When the Purge commences the family goes about their night inside as gunfire is heard and the television shows the horrors happening outside the tightly sealed doors and windows.  Then the son sees a black man yelling for help in the street and before anyone knows it, he’s opened the gates and let the bloodied man in.  It isn’t long before a group of preppy hunters have tracked the man to the house and begin their own attack in their quest for blood.

What happens after that is best left for the viewer to discover but trust me when I say that it’s at this point the movie starts to go downhill in a curiously rapid fashion.  Though the lead maniac (Tony Oller) possesses a chilly charisma that thinly masks some serious crazy there’s nothing distinctive about anyone else that comes knocking.  Actually, the film is edited so that you never get a true idea of how many people Hawke and family are up against.

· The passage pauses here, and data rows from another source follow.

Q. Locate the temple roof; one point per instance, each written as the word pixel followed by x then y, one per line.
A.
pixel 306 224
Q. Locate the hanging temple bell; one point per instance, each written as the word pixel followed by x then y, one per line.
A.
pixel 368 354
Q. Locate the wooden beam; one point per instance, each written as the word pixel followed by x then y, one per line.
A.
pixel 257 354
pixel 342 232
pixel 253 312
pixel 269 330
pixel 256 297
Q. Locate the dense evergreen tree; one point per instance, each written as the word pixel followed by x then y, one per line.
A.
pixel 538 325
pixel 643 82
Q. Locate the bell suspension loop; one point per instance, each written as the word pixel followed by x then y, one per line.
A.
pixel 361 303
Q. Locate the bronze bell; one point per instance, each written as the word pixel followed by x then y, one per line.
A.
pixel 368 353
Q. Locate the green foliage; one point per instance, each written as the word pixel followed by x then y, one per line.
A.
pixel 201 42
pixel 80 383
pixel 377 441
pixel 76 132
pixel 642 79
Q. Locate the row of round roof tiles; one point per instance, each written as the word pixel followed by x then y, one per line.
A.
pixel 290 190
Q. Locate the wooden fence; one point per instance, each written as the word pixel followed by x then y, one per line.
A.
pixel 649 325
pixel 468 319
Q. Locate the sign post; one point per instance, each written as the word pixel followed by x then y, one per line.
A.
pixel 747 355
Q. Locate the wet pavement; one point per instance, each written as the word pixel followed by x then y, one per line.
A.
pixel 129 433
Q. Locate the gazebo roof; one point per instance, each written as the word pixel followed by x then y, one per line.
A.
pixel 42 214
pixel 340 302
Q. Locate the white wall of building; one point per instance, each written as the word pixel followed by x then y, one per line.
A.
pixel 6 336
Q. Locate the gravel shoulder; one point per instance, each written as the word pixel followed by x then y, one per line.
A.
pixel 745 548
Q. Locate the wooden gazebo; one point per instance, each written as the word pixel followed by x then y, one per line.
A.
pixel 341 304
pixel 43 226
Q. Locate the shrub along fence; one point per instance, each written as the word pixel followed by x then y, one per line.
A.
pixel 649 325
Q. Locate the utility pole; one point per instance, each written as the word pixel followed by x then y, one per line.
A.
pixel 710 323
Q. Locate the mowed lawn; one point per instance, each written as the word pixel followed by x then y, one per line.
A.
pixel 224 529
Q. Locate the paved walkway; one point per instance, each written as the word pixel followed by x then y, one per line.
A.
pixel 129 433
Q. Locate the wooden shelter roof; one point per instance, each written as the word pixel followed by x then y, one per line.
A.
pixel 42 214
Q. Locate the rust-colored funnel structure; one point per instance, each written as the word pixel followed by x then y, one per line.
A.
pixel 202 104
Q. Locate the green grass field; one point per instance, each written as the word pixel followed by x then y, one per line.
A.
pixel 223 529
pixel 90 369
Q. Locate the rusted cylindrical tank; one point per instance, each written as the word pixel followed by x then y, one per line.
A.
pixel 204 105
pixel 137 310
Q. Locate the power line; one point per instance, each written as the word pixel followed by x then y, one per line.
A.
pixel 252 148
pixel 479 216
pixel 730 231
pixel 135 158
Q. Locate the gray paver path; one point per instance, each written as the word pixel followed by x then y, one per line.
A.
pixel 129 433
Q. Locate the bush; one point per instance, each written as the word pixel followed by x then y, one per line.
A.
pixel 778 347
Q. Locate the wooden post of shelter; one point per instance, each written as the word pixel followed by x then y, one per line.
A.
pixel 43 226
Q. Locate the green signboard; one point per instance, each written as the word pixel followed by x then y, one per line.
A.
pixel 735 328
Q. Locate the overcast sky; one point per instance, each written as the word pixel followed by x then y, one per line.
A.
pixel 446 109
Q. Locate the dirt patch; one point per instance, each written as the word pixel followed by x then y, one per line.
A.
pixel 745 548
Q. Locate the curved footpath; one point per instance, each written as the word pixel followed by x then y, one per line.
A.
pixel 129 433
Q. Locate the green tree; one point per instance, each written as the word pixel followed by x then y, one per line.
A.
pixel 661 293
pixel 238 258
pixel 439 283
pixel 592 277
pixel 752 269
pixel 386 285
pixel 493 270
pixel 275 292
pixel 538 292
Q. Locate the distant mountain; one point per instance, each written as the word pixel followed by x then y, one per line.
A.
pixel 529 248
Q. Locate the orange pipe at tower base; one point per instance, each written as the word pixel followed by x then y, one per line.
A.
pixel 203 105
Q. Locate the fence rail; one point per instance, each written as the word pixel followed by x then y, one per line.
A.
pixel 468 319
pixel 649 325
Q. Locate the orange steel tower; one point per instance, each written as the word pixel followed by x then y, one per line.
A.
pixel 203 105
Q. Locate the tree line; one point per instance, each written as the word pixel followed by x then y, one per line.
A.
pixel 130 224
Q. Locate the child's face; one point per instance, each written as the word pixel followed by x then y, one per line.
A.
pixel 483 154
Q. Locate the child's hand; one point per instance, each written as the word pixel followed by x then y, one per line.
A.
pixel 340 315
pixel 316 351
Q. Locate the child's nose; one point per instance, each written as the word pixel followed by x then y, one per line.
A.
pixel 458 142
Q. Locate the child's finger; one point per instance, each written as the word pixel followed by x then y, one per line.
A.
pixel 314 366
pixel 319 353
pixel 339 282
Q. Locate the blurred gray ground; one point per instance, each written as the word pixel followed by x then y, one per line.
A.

Even with its short running time, the middle of the movie has some major pacing problems as the family looks for the man who has disappeared into the house so they can give him up to machete wielding psychos at their door.  That’s when you realize that the film has squandered an earlier opportunity to give the viewer an actual layout of the house so we can get our bearings.  There’s a lot of discussion about a new addition to the house and its general square feet but most of the movie looks like it was filmed in one or two hallways and bedrooms.

Though director James DeMonaco’s script raises some interesting questions about violence in our society, suggesting that what the Purge was really designed to do was aid in the further separation of the haves from the have-nots, it chickens out at the end with a lackluster run-of-the-mill final act where seemingly smart people do infuriatingly stupid things.  Morals only come into play when it’s convenient and a soapbox is handy to stand on.  Worse, no one really seems to understand the message that DeMonaco was going for in the first place.  Close but no cigar award goes to Headey who at least makes the most out of a role that doesn’t give her much to fight for.

I’m not sure that the first 45 minutes of The Purge is good enough to make you leave the theater satisfied but perhaps in the sequel (which was quickly greenlit after the low-budget but handsomely made film made back its budget in midnight screenings alone) there could be a better through-line that marries the societal questions on violence with a more thrilling output.